Multiple myeloma (aka Plasma cell myeloma), is an abnormal proliferation of plasma cells, a type of white blood cell present in the bone marrow. Normal plasma cells are responsible for making antibodies that helps the body fight infections. In multiple myeloma, these plasma cells are unregulated in their production and therefore they make useless antibodies. These antibodies are IgG or IgA which do not fight infections but clog up the kidney.
Sings and symptoms of Multiple Myeloma:
- Bone pain: This is the most common presentation of multiple myeloma. Most commonly back pain and rib pain since the osteoclast activating factors area causing bone lysis. The bone pain is due to pathologic fracture which a fracture of a bone under what we would consider normal use.
- Anemia: It results from the replacement of normal bone marrow by infiltrating tumor cells and inhibition of normal red blood cell production
- Renal failure: The most common cause of renal failure in multiple myeloma is due to tubulopathic effects of the light chains (Bence Jones proteins). Increased bone resorption leads to hypercalcemia and causes nephrocalcinosis thereby contributing to the renal failure.
- Infection: This is due to immune deficiency. Although the total immunoglobulin level is typically elevated in multiple myeloma, but these immunoglobulins are useless and are not able to fight the infections.
- Constipation: is due to electrolyte disturbances such as hypercalcemia.
- Neurological symptoms: Common problems are weakness, confusion and fatigue due to hypercalcemia. Headache, visual changes and retinopathy may be the result of hyperviscosity of the blood depending on the properties of the paraprotein.
- Renal failure and infection are the most common causes of death in multiple myeloma.
Multiple Myeloma Mnemonic:
Diagnostic Test for Multiple Myeloma:
- X-ray is usually the first test that is done of the affected bone that will show lytic also known as “punched out” bone lesions.
- Magnetic resonance imaging (MRI) is more sensitive than simple X-ray in the detection of lytic lesions, and may supersede skeletal survey, especially when vertebral disease is suspected.
- CT scan is occasionally performed to measure the size of soft tissue plasmacytomas.

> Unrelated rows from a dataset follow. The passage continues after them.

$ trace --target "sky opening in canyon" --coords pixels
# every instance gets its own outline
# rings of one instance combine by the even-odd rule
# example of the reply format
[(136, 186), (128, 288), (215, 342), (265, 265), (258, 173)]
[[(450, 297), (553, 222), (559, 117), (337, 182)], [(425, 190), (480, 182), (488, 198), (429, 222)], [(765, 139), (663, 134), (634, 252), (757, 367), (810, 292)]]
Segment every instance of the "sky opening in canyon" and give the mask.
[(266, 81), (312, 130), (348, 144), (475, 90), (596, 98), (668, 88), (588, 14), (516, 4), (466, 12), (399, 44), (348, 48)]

- Serum protein electrophoresis (SPEP) which will show an IgG or IgA spike of a single type or clone. This is called Monoclonal or “M” spike.
- Peripheral blood smear may show the rouleaux formation of red blood cells, though this is not specific.’
Other laboratory abnormalities include:
- Bence-Jones proteins on urine immunoelectrophoresis
- Beta2 microglobulin levels correspond to severity of disease
- Elevated BUN and creatinine (due to Renal failure)
- Greater than 10% plasma cells on bone marrow biopsy
Treatment of Multiple Myeloma:
Initial treatment of multiple myeloma depends on the patient’s age and comorbidities.
- Autologous hematopoietic stem-cell transplantation has become the preferred treatment for patients under the age of 65 in recent years along with high-dose chemotherapy.
- Thalidomide–dexamethasone, bortezomib based regimens, and lenalidomide–dexamethasone, The most common induction regimens used today.
Patients over age 65 and patients with significant concurrent illness often cannot tolerate stem cell transplantation. For these patients, the standard of care has been:
- Chemotherapy with Melphalan and Prednisone.